Dengan kondisi yang telah disuarakan itu, pemerintah tetap tak bergeming dan terus memaksa warga menyerahkan tanahnya untuk areal tambang seluas 114 hektar.

Warga menuding pemerintah telah melakukan aksi kekerasan fisik, ancaman, teror konsinyasi, dan rayuan ganti rugi demi meruntuhkan pendirian warga.

Empat warga yang melakukan gugatan ini adalah sedikit dari warga Wadas yang masih konsisten menolak tambang andesit dan menyerahkan tanahnya.

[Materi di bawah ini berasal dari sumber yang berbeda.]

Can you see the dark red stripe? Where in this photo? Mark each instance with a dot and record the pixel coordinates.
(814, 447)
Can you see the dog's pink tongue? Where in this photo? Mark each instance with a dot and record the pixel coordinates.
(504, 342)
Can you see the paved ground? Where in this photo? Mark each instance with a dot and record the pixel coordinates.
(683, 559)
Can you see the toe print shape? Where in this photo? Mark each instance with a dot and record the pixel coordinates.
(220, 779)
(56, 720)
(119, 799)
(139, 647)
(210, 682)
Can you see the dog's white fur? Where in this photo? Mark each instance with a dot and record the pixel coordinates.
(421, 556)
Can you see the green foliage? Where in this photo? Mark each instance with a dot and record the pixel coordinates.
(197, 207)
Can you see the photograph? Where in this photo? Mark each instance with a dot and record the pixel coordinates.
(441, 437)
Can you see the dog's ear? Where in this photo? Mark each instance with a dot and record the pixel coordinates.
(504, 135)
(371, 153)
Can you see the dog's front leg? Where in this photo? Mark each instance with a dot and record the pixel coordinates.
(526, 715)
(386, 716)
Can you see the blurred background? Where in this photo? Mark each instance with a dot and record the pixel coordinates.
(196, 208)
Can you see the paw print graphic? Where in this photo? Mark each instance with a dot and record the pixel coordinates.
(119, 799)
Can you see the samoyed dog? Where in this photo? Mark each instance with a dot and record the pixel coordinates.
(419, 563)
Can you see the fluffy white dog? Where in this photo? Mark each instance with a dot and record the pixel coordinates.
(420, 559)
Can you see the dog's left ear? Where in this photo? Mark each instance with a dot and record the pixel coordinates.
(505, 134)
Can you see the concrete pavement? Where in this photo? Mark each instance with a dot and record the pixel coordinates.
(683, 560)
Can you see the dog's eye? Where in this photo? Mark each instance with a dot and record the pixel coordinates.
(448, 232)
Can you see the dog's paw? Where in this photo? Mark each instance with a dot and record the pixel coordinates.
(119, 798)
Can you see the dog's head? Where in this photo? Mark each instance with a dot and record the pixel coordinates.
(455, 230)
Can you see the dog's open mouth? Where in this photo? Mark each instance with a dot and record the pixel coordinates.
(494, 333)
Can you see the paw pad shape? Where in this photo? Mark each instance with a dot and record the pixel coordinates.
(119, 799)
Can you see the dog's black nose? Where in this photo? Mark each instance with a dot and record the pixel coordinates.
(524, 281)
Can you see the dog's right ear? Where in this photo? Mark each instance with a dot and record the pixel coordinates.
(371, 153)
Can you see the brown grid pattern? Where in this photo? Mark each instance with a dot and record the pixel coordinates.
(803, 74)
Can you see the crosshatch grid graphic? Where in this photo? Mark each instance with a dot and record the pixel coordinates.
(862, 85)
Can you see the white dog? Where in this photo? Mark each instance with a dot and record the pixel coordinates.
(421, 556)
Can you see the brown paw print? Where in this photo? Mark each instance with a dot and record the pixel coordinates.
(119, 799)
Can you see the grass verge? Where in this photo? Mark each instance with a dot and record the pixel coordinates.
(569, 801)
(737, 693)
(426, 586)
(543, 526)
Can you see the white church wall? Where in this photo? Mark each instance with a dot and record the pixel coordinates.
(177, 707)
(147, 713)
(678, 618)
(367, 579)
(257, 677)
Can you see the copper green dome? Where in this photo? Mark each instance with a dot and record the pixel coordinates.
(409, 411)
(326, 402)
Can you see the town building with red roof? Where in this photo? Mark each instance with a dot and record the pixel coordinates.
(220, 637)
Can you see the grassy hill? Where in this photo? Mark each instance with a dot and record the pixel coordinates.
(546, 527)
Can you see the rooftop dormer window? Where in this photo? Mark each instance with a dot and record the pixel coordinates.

Sementara itu Kasi Perdata Kejaksaan Tinggi Jawa Tengah, Nilla Aldriani, yang mewakili Balai Besar Wilayah Serayu Opak (BBWSO) Direktorat Jenderal Sumber Daya Air Kementerian Pekerjaan Umum dan Perumahan Rakyat (PUPR) mengatakan pihaknya masih menanti apa saja yang diajukan oleh pihak penggugat beserta tahap mediasinya.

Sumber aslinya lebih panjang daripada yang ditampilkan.